Samira turns toward me. “I have been having cramps. They keep me awake at night.”

“You are not a nurse,” he says accusingly. “You don’t speak Dutch!”

“I’m afraid you’re mistaken. English is the official language of the European Union.” I use my best Mary Poppins voice. Officious. Matter-of-fact. I don’t know how far I can push him.

“Where do you live?”

“Like I said, it’s just around the corner.”

“The address?”

I remember a cross street. “If you don’t mind I have an examination to conduct.”

He screws his mouth into a sneer. Something about his defiance hints at hidden depths of brutality. Whatever his relationship to Samira or Zala, he terrifies them. Samira mentioned slavery. Hassan had a property tattoo on his wrist. I don’t have all the answers but I have to get them away from here.

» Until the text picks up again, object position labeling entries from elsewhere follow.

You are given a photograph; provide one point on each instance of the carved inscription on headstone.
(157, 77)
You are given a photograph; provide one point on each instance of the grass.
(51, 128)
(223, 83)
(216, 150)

The thin man barks a question in Dutch.

Samira nods her head, lowering her eyes.

“Lieg niet tegen me, kutwijf. Ik vermoord je.”

His right hand is still in his jacket. Lithe and sinewy like a marathon runner, he weighs perhaps 180 pounds. With the element of surprise I could possibly take him.

“Please leave the room,” I tell him.

“No. I stay here.”

Zala is watching from the kitchen. I motion her toward me and then unfold a blanket, making her hold it like a curtain to give Samira some privacy.

Samira lies back on the couch and lifts her jumper, bunching it beneath her breasts. My hands are damp. Her thighs are smooth and a taut triangle of white cotton lies at the top of them. The skin of her swollen belly is like tracing paper, stretched so tightly I can see the faint blue veins beneath the surface.

The babies move. Her entire torso seems to ripple. An elbow or a knee creates a peak and then slips away. I can feel the outline of tiny bodies beneath her skin, hard little skulls and joints.